Tell me more. I will help however I can. Who are you?

Avery blew the ink dry and tucked the message back into the pigeon’s tube. She hurried to the base of the stairs that led to the library door.

She hadn’t been outside since the race.

Kendrick’s warning not to leave rang in her ears, and of course the whole kingdom knew the bulletin offered a huge reward for her capture.

Could someone be trying to draw me out of hiding?

I could be trapped as soon as I step into the library.

But dare I ignore the message?

She climbed the stairs to the library door. It opened with a reluctant groan, and she carefully stepped inside.

Chapter 18
Fire!

Moving soundlessly, Avery tiptoed briskly to the kids’ stairwell and up to the door that led to the sloping rooftop where she and Kendrick had seen the ruby moon. To her relief, the deserted old quarters lay eerily quiet.

Out on the balcony, she released the bird and it soared into the midnight sky.

As she urgently made her way back, she wondered,
Who knows we moved to the tunnels?

The next afternoon, the thirteen-year-olds chatted happily over a lunch of boiled meats and thick puddings until two scouts appeared, breathless, wide-eyed, and speaking over each other.

Words rising from the din like fire,
king, angry,
and
destroyed
sent everyone into an uproar.

With no sign of the rest of the cabinet, Avery stood and pointed at one of the scouts. “One at a time! You, what’s wrong?”

“The Olympiad is in flames!” he said. “The tents, the grounds, everything is on fire. The stadium is destroyed. It’s chaos. People are running for their lives, trampling each other on their way to the sea. They say the king is furious, going mad to save his reputation.”

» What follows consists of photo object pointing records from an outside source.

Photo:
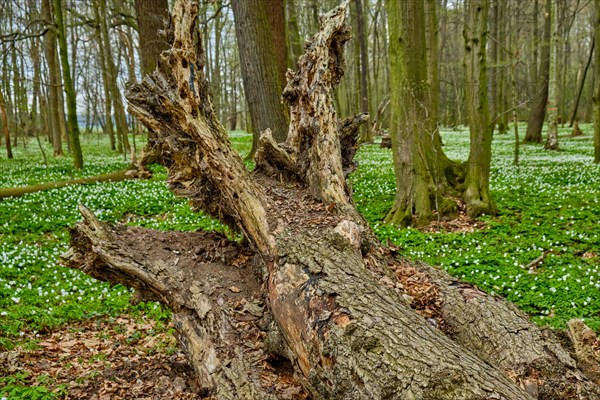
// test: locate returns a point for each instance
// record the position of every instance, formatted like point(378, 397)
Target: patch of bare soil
point(111, 358)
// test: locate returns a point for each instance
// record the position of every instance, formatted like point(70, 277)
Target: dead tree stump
point(311, 287)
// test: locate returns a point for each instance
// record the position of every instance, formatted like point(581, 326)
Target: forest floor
point(66, 335)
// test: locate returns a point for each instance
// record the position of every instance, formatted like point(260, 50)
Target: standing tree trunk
point(294, 42)
point(540, 98)
point(367, 134)
point(108, 121)
point(69, 87)
point(554, 85)
point(494, 68)
point(112, 72)
point(581, 83)
point(151, 17)
point(597, 83)
point(5, 127)
point(311, 289)
point(421, 167)
point(477, 196)
point(54, 99)
point(260, 70)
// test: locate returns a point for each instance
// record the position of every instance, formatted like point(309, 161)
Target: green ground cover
point(549, 204)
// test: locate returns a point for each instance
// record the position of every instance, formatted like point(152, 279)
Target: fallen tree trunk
point(310, 304)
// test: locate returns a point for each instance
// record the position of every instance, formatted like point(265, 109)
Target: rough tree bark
point(151, 17)
point(477, 195)
point(425, 177)
point(69, 87)
point(596, 98)
point(261, 69)
point(57, 124)
point(554, 83)
point(309, 287)
point(540, 98)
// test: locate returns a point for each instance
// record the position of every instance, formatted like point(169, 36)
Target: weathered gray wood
point(316, 287)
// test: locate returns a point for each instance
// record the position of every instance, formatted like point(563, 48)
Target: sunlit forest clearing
point(300, 199)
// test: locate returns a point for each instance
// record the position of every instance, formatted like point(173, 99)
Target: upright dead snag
point(318, 291)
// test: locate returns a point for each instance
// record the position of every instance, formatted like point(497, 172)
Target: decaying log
point(311, 288)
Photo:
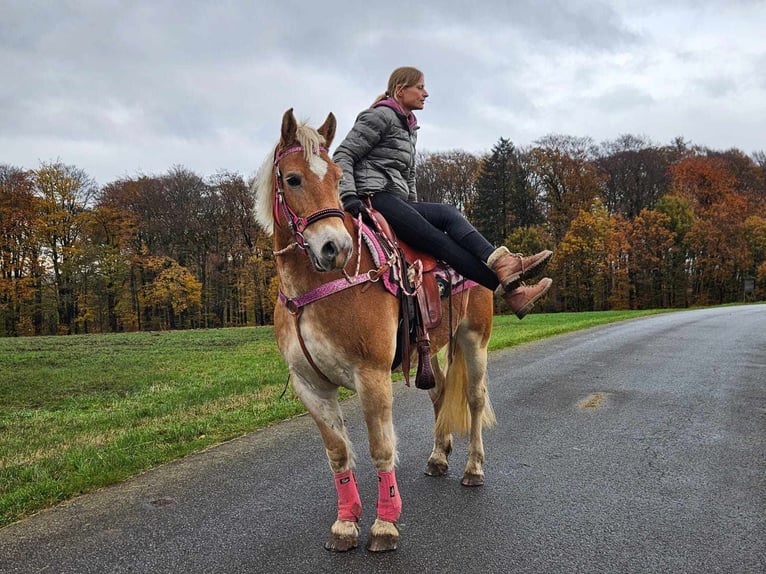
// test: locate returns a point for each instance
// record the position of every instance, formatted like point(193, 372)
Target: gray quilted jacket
point(378, 154)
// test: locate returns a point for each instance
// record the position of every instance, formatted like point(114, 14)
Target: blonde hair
point(403, 77)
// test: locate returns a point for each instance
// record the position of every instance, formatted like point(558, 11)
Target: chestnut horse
point(336, 326)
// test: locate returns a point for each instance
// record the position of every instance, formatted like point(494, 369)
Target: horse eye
point(293, 180)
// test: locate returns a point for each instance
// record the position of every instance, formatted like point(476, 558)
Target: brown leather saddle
point(421, 294)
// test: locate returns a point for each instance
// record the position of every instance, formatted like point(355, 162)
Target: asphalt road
point(634, 447)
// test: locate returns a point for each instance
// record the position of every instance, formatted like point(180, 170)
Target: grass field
point(85, 411)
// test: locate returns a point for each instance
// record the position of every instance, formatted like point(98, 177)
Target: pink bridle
point(296, 223)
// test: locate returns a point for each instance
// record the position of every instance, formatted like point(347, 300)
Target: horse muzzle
point(329, 250)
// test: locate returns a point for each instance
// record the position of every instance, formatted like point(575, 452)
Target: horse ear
point(328, 130)
point(289, 127)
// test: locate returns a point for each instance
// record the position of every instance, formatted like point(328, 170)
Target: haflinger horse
point(336, 326)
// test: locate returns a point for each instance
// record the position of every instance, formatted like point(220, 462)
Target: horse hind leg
point(323, 406)
point(438, 461)
point(481, 413)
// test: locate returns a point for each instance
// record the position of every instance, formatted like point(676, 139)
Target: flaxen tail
point(455, 414)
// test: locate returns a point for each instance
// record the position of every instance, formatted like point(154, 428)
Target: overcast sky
point(123, 88)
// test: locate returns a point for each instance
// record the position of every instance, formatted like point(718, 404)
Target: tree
point(20, 269)
point(66, 192)
point(718, 253)
point(651, 241)
point(590, 262)
point(636, 175)
point(447, 177)
point(563, 175)
point(504, 199)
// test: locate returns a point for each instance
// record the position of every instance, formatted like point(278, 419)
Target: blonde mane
point(263, 185)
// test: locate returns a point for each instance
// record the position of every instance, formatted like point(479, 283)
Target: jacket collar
point(412, 121)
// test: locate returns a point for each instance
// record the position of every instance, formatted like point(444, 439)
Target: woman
point(378, 161)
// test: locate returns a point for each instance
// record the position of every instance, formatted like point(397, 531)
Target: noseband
point(296, 224)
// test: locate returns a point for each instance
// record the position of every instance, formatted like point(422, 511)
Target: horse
point(336, 326)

As the room dissolved into pandemonium, Avery motioned the scouts to follow her out to where they could talk in peace.

“Are we in danger?”

“If the wind shifts and the flames aren’t contained.”

“How did it start?”

“Some say it was the king’s foolishness—his tent was full of candles.”

Avery nodded, remembering her brief time in the king’s tent. If even one of those candelabras had been knocked over by an errant elbow, the king’s own tent could have gone up in an instant.

The second scout, the mousier of the two, shifted from leg to leg, clearly eager to share his opinion.

“What do
you
think?” she asked him.

“I heard it might have been a plot against the king. He’s invited his enemies to compete in the games then put his best athletes up against them. That hasn’t won him any friends.”

The other scout added, “He
was
in his tent when it erupted. He was lucky to escape.”

Avery closed her eyes.

The king believed victory would signal God’s favor on his reign.

What would he make of the destruction of the Olympiad by fire?

Avery thanked the scouts and instructed them to return to their posts and keep her updated. She headed back to find Kendrick, Kate, and Tuck. The sooner they assessed what this meant for the kids, the better. One thing was certain: an angry king was a threat to everyone, including himself.

“There is something else,” a voice said behind her.

Avery turned to see the mousy scout. “What is it?”

He looked around and approached. “I may know who started the fire.” He leaned close and whispered into Avery’s ear a name that made her eyes widen.